On ne peut pas dire qu'il ne se passe rien. C'est un projet ambitieux – créer une filière automobile, – complexe – techniquement et économiquement –, qui a enregistré des avancées significatives pour une concrétisation dans les délais maintenant rapprochés. Un mémorandum a été signé en mai dernier qui marque bien les progrès des négociations. Depuis, les discussions se sont poursuivies de manière constructive. La volonté d'aboutir existe de part et d'autre et je suis confiant dans la suite. Ce projet, par ses multiples retombées sociales comme économiques, peut être une illustration de ce que nous pouvons faire ensemble pour le bénéfice de nos deux pays. - Même chose pour l'usine de vapocraquage de Total. Comment expliquez-vous que ces projets prennent autant de temps pour se concrétiser ?
Il faut bien voir qu'il s'agit de projets particulièrement lourds.
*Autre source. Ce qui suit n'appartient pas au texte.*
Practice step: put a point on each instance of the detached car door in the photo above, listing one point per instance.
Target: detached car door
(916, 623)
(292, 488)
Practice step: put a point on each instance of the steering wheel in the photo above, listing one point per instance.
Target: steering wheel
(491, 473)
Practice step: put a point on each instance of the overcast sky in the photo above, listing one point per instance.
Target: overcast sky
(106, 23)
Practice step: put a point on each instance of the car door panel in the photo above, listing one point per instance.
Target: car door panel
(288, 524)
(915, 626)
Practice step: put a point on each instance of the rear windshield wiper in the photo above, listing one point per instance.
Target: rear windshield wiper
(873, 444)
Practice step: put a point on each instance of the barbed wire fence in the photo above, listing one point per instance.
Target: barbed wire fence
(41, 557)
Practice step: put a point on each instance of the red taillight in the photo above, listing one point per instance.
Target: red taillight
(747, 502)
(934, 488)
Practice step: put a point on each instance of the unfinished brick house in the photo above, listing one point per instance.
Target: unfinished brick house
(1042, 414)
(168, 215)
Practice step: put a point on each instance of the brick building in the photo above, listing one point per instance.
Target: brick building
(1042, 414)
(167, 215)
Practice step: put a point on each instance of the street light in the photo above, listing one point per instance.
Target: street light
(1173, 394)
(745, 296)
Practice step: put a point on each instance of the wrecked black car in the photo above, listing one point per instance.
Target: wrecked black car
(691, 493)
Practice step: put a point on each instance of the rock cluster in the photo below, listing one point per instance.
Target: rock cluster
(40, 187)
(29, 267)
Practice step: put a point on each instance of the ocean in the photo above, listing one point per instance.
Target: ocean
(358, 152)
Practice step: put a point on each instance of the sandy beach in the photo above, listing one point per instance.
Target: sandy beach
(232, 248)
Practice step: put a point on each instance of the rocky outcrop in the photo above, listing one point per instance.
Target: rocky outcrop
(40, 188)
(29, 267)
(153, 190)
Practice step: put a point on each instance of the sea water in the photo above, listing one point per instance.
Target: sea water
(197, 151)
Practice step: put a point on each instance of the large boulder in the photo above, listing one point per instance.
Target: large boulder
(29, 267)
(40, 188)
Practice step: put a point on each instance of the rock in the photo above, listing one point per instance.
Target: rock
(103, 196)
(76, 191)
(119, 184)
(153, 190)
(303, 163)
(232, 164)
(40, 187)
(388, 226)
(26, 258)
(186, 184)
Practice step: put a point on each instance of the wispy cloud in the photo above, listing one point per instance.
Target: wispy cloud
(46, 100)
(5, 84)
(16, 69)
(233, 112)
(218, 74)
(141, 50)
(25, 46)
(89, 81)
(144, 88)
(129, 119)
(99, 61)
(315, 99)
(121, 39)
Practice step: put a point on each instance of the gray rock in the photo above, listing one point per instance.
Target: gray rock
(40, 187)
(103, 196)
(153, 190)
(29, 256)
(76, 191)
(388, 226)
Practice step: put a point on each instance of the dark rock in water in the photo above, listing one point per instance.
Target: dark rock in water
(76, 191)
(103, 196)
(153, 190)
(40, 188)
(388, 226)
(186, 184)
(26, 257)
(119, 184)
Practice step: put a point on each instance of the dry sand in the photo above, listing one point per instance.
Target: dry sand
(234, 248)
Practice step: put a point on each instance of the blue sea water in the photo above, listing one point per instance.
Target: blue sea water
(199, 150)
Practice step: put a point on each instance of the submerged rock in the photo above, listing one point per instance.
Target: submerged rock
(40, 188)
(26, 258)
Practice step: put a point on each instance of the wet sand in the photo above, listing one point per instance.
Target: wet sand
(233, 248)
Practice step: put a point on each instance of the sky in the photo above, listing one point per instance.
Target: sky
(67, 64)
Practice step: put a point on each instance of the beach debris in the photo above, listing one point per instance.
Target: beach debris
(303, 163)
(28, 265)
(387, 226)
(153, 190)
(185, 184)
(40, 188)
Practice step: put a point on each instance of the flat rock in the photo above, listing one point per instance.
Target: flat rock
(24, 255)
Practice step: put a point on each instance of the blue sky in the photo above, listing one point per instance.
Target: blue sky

Pour le vapocraquage il faut d'abord bien établir les conditions physiques, géologiques de la ressource en éthane, la localisation de l'extraction de l'éthane... Il faut aussi se mettre d'accord sur les paramètres économiques. Tout cela exige des études, des discussions. Il s'agit d'investissements d'une ampleur majeure (près de 5 milliards de dollars, ndlr), créateurs de nombreux emplois qualifiés pour lesquels il faudra recruter et former les compétences, qui auront une durée de vie de plusieurs dizaines d'années. Là aussi, nous pouvons être confiants dans la volonté des parties en présence de mener à bon terme, dès que possible, les négociations, maintenant que les études techniques et économiques ont bien avancé. - Arnaud Montebourg, lors de sa visite, a parlé de «pacte de coproduction». Quelles formes ce pacte pourrait-il prendre ?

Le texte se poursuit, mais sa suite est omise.